Dunning-Kuruger teorisinin kamu yönetimine yansıması
Kamu yönetiminde liyakatin yerini işportacı yönetici tarzının aldığını bu köşede yazıp duruyoruz. Günümüzün devlet yapısını kemiren bu hastalığı Koçi Bey yıllar önce dile getirmiştir. Kaldı ki çöken devletlerin tamamında liyakatsiz atamalar baş roldedir. Liyakat yönetimin vazgeçme lüksünün olamayacağı en temel ilkesidir. Nitekim 657 sayılı Kanun'un üç temel ilkesinden birisi de liyakattir. Ancak, devlet yönetimindeki en temel unsur olan liyakat giderek istisna haline gelmeye başlamıştır.
Özellikle işportacı yönetici atamalarıyla yönetimde liyakat giderek büyük darbe almaya başlamıştır. Bir kurumun başına getirdiğiniz liyakatli bir yönetici, kurumu zirveye taşırken liyakatsiz bir yönetici ise oluşan birikimi yerle bir edebilmektedir. Liyakatsiz yöneticiler, işlerinde son derece mahirdirler ve astlarını sürekli sıkıştırırlar, ama amirlerine karşı da sürekli el pençe divan dururlar. Bunlara kısaca duble karakterli yönetici de denilebilir. Sorunların her daim üzeri örtülür ve her şey güllük gülistanlık gösterilir.
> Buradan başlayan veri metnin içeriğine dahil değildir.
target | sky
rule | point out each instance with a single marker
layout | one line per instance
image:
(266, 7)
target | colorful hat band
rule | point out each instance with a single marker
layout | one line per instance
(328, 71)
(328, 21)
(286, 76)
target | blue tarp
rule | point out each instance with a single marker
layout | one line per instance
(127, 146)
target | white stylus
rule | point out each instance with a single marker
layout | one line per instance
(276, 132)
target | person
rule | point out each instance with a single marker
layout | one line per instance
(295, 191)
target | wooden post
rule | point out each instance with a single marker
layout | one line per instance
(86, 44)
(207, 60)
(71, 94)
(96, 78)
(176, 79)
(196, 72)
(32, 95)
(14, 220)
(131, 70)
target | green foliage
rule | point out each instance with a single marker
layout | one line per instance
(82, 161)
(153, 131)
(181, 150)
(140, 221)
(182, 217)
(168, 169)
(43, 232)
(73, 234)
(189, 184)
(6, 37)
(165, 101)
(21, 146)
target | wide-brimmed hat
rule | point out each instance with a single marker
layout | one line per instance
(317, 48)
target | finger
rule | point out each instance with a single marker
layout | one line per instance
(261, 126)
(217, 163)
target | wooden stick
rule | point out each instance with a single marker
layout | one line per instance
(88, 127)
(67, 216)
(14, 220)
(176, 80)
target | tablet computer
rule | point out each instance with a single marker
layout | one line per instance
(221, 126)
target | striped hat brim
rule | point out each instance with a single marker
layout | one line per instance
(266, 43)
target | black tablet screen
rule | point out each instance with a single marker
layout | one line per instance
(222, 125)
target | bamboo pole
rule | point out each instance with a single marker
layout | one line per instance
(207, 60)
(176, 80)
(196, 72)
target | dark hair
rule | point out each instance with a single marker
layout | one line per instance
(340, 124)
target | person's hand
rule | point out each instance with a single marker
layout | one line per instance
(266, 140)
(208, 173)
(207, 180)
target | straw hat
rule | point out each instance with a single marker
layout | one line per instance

Bunlar sürekli iş takibi yaparak ilişki yönetimini güçlendirirler. Maalesef aranan yönetici tiplemesi sürekli iş takibi ve temsille zaman geçirenlerdir. Haklarını yemeyelim, bunların gözü son derece karadır. İmza atmaktan hiç korkmazlar. O yüzden amirleri bunları çok sever. Nasıl olsa teftiş vb. şeyler de kalktı sayılır, öyleyse korkmaya gerek var mı? Ancak, bu davranışların pislikleri halıların altına süpürme anlamına geldiği bir müddet sonra anlaşılacaktır. Ancak, bu durum Basra harap olduktan sonra ortaya çıkacaktır.
Bu bağlamda, uygulamada çok sayıda her işi yaparım abi mantığıyla mücehhez yöneticilerin olduğu sıklıkla görülmektedir. Bu yöneticiler ilk zamanlarında bilgi ve yetenek eksiklerini kurnazlık ve kabadayılıkla kapatmaya çalışırlar. Bunlar işten anlamadıkları için emrinde çalışan memurlardan her konuda sürekli bilgi notu isterler. Yine amirlerine karşı yağcılıktan zaman bulup da kendilerini yetiştirme zahmetinde bulunmadıkları için yaptıkları işlerden de anlamazlar. Yazı yazma kabiliyetleri de olmadığı için memurlardan basit veya zor olan her konuyla ilgili sürekli bilgi notu isterler. Bu durum artık memurları illallah dedirtir ve memurlar işten ziyade bilgi notu hazırlamakla akşam ederler. Bu yöneticilerin olduğu kurumlarda dedikodu kültürü hızla yükselir ve memurların ağızları bozulur.
Ancak, bu tip yöneticileri dinlediğiniz zaman ağzınız hayretten açık kalır. Çünkü, bunlar atanmadan önce işler berbat bir vaziyettedir. Bu kişilerin sayesinde gece gündüz demeden büyük bir fedakarlıkla çalışılarak işler yoluna konulmuştur. Kendilerinden başka işten anlayan kişi de zaten yoktur. Yöneticilik öyle herkesin yapacağı bir iş değildir ve doğuştan yetenek gerektirmektedir. Bunlar gerçeğin farkına ancak psikiyatriste gittiklerinde varabilmektedirler. Bu durum da yanlışlıkla bu kişilerin görevden alınmasından sonra ortaya çıkabilmektedir.
Nobel ödüllü Bertrand Russell diyor ki: "Dünyanın sorunu, akıllılar hep kuşku içindeyken aptalların küstahça kendilerinden emin olmalarıdır."
Son söz olarak yönetim bir sanat olduğuna göre kötü bir sanatçının meydana koyduğu eser(!) neyse kötü bir yöneticinin sergilediği yönetim tarzı da odur. Sizin yöneticiniz Dunning-Kuruger tiplemesine uyuyorsa denilecek tek şey Allah yardımcınız olsun.